Filosofia della Spagyria: teoria della luce e del colore
La Luce, come scientificamente intendiamo oggi, è quell’intervallo di lunghezza d’onda che si trova compresa tra 400 e 700 nanometri (nanometro= un miliardesimo di millimetro) che coincide con lo spettro del visibile, ovvero quella radiazione che raccolta dall’occhio viene trasformata in impulso elettrico.
La variazione della lunghezza d’onda della luce fa corrispondere un diverso impulso elettrico che viene “interpretato” dal cervello.
La conseguenza di questa traduzione da un piano sottile (vibrazione luminosa) ad uno più grossolano (impulso elettrico) comporta che l’esperienza luminosa possieda una parte che, possiamo definire, oggettiva e una soggettiva.

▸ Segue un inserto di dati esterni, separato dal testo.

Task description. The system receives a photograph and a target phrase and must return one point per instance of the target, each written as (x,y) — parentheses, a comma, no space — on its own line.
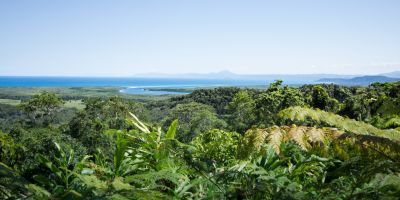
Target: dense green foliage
(310,142)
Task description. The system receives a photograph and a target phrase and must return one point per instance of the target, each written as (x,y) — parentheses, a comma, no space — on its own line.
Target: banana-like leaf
(172,130)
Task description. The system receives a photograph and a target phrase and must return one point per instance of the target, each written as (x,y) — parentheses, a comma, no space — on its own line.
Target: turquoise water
(129,85)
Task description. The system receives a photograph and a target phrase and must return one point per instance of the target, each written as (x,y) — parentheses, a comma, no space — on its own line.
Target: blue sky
(122,38)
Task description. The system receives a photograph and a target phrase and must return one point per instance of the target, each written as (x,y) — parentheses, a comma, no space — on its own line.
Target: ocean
(128,85)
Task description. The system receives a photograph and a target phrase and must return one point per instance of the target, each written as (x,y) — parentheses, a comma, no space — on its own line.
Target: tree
(274,99)
(194,119)
(42,108)
(242,113)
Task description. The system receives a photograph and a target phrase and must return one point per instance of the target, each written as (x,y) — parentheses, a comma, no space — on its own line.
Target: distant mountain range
(288,78)
(361,80)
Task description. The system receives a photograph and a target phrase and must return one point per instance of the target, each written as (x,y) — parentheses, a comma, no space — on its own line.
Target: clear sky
(123,38)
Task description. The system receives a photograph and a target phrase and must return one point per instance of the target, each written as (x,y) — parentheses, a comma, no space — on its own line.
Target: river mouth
(153,91)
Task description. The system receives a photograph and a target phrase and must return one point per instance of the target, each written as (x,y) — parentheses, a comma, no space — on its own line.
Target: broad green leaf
(172,130)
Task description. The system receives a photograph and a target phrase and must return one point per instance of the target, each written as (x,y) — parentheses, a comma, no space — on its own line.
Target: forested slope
(308,142)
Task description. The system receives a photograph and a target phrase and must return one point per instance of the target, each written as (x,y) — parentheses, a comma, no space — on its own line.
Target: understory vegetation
(308,142)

In pratica una determinata esperienza luminosa da una parte “scatena” delle reazioni endocrine specifiche e globali in tutti gli uomini, dall’altra comporta una reazione soggettiva che è direttamente in relazione a piani di natura esperienziale ed educativa dell’individuo.
Va sottolineato infatti che noi non vediamo la luce ma i suoi effetti, che sono in gran parte, appunto, soggettivi.

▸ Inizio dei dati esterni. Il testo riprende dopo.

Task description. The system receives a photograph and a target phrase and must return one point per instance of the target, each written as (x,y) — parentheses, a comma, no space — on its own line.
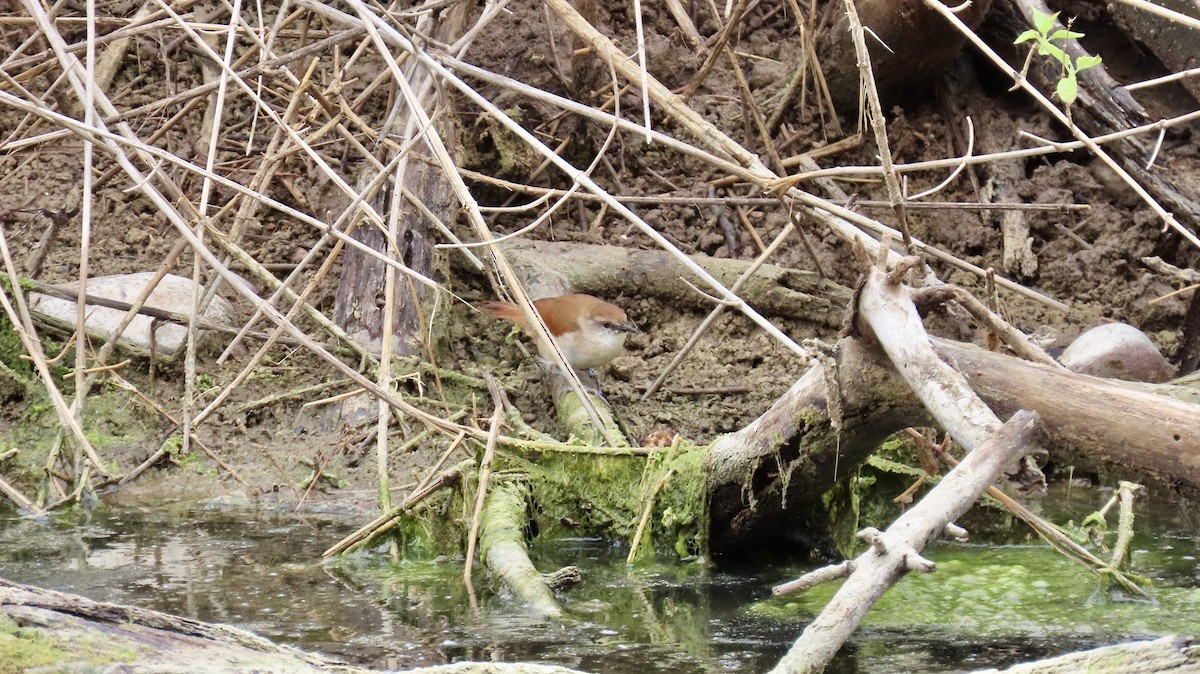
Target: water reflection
(262,572)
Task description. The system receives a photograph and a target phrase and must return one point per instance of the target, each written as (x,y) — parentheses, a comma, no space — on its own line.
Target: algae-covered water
(987,606)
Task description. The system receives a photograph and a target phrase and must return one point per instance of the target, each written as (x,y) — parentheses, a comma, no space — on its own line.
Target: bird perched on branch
(588,330)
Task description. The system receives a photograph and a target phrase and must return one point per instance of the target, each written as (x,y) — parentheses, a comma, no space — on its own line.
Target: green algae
(1003,593)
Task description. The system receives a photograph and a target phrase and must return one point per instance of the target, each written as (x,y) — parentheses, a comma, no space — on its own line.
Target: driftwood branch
(898,551)
(503,548)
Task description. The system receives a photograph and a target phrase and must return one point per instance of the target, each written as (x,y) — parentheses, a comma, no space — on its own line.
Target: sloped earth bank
(1087,258)
(1090,259)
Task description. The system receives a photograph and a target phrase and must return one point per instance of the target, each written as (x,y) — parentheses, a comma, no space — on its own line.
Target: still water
(987,607)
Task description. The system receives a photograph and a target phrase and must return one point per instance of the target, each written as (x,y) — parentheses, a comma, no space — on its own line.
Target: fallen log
(772,475)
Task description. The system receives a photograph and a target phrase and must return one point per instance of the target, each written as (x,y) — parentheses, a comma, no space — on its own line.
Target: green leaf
(1067,90)
(1026,36)
(1055,53)
(1043,22)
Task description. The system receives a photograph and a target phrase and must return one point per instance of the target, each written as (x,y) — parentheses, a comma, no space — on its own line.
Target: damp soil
(1090,259)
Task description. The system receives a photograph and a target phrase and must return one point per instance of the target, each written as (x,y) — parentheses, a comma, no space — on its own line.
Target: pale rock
(1117,350)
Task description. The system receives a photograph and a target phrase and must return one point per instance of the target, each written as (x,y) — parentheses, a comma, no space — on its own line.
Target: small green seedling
(1067,88)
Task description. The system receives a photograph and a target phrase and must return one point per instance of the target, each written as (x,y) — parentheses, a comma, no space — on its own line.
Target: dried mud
(1095,268)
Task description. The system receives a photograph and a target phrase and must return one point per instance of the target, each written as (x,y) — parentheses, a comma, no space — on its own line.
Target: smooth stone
(1117,350)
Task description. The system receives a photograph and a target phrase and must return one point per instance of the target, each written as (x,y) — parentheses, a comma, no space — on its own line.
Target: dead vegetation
(357,178)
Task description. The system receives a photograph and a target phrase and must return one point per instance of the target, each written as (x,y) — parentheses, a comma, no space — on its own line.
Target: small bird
(588,330)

Infatti se prendiamo i concetti espressi dai greci riguardo alla esperienza luminosa, per esempio la visione omerica, troviamo che determinati sostantivi o aggettivi che descrivano l’esperienza luminosa dichiarano una diversa sensibilità verso l’evento luce dell’uomo dell’età omerica.
P.e. il termine greco che noi traduciamo col termine “verde” è cloròs, ma con questo termine troviamo definiti manifestazioni di natura che, nella nostra esperienza, non possiamo certamente collocare nella nostra concezione del “verde”: il miele, la rugiada, le lacrime, il sangue.

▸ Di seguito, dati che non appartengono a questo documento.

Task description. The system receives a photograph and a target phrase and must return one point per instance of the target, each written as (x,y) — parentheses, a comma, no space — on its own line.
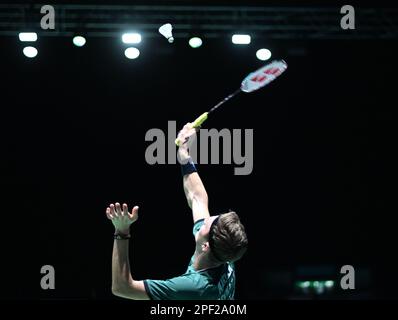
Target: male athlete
(220,240)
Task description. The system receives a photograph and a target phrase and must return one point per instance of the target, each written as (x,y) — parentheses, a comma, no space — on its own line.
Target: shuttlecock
(166,31)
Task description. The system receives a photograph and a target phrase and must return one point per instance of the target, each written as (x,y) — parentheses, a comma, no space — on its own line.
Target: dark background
(73,122)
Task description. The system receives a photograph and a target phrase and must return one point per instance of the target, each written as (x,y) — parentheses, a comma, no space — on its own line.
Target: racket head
(263,76)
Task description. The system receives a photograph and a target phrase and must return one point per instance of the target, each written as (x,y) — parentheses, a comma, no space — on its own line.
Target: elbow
(116,291)
(200,197)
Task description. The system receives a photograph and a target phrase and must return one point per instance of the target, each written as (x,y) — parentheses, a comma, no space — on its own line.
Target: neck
(202,261)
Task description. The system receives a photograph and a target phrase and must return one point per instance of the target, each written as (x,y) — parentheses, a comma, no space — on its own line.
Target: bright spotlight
(27,36)
(132,53)
(195,42)
(263,54)
(166,31)
(79,41)
(131,38)
(241,39)
(30,52)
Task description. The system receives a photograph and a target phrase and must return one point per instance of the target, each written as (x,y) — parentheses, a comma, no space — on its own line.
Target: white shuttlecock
(166,31)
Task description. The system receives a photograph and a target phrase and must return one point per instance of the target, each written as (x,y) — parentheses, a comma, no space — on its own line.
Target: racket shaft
(197,123)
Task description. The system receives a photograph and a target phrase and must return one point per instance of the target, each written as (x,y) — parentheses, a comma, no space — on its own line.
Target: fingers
(134,213)
(118,209)
(108,213)
(112,210)
(125,210)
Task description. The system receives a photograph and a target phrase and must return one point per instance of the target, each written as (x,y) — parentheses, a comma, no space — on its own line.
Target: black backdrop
(73,122)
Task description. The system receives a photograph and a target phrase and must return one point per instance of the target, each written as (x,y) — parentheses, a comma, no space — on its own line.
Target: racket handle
(197,123)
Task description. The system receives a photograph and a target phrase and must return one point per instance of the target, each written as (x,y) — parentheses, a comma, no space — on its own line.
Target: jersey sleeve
(179,288)
(198,224)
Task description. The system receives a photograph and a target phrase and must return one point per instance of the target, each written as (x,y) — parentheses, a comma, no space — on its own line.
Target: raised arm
(123,284)
(194,189)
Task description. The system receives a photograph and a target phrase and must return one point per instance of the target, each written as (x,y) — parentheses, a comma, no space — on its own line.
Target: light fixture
(241,39)
(166,31)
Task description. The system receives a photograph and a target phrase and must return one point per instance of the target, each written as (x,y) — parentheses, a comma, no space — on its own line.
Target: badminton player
(220,241)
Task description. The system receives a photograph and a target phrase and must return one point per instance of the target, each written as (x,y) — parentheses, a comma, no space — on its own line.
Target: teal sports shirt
(209,284)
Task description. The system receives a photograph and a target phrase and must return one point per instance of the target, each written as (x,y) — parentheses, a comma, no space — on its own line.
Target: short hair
(227,238)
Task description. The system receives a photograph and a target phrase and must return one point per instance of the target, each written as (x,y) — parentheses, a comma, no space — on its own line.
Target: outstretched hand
(121,218)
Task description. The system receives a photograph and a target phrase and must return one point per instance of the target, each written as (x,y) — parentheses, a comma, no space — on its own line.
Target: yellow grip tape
(198,121)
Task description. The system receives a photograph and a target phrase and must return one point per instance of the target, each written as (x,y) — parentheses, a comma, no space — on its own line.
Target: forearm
(121,276)
(194,189)
(193,185)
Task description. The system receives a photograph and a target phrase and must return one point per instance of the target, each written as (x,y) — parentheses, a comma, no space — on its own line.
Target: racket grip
(197,123)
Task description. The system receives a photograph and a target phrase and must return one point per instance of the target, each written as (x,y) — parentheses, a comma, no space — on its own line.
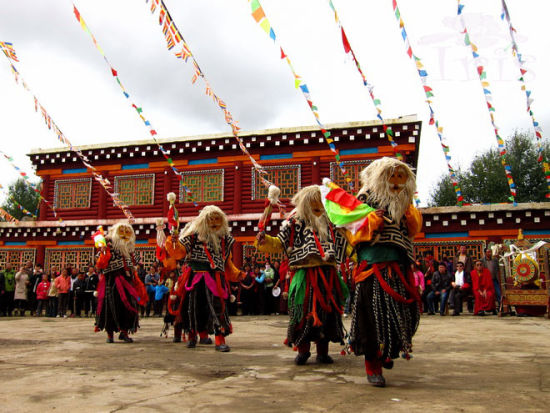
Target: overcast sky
(71,80)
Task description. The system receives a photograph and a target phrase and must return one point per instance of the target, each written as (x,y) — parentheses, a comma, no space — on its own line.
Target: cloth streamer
(259,15)
(173,35)
(482,74)
(528,99)
(428,91)
(138,109)
(97,176)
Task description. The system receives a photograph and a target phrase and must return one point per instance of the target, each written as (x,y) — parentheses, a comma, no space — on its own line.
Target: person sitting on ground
(461,288)
(483,289)
(441,284)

Il mare non era kyanos (blu) per i greci, ma semmai del “colore oscuro del vino”, oppure color grigio ferro, grigio bronzo, scuro, bianco e grigio.
Così pure i capelli di Ettore erano definiti kyanos, sicuramente, non indicando il colore che noi crediamo di intravedere, ma semplicemente esprimendo un colore scuro.
In effetti gli antichi concepivano in maniera analogica il colore, ovvero, questo non era tanto un’ espressione qualitativa dell’apparire, quanto funzione di un determinato stato indotto dall’esperienza del colore sul piano esperienziale e sensazionale profondo.
Anche noi utilizziamo in maniera sensazionale ed esperienziale questo modo di vedere i colori; infatti definiamo “verde” di rabbia l’individuo che sperimenta una sensazione interna che corrisponde fisiologicamente ad un eccesso di succhi biliari rilasciati dal fegato nella vescicola, ma analogamente si dà il colore rosso per indicare un’altra manifestazione indicante la rabbia espressa, che si evidenzia con un rossore dovuto alla vasodilatazione.
Se l’occhio riceve la somma di tutti i colori il cervello riceve il colore bianco.
L’occhio non ha recettori per tutti i colori ma attraverso tre sensori selettivi, chiamati coni, per soli tre colori: blu, verdi, e gialli.
Due colori complementari più il “neutro”.
La percezione degli altri colori avviene per costruzione a partire dalla combinazione dei tre summenzionati.
Il colore giallo (580 nanometri) esiste per riflessione.
Ma si vedrà il medesimo colore se si mescolino, p.e., una miscela di verde (490-570 nanometri) e rosso (620 nanometri).
Esistono infinite coppie di colori complementari: quando uno dei due appartiene alla zona delle lunghezze più corte (azzurro-viola), il complementare sarà nella zona delle lunghezze lunghe (giallo-rossi).
I complementari dei verdi non esistono.
Esistono altre proprietà ottiche interessanti che riguardano l’esperienza dei colori.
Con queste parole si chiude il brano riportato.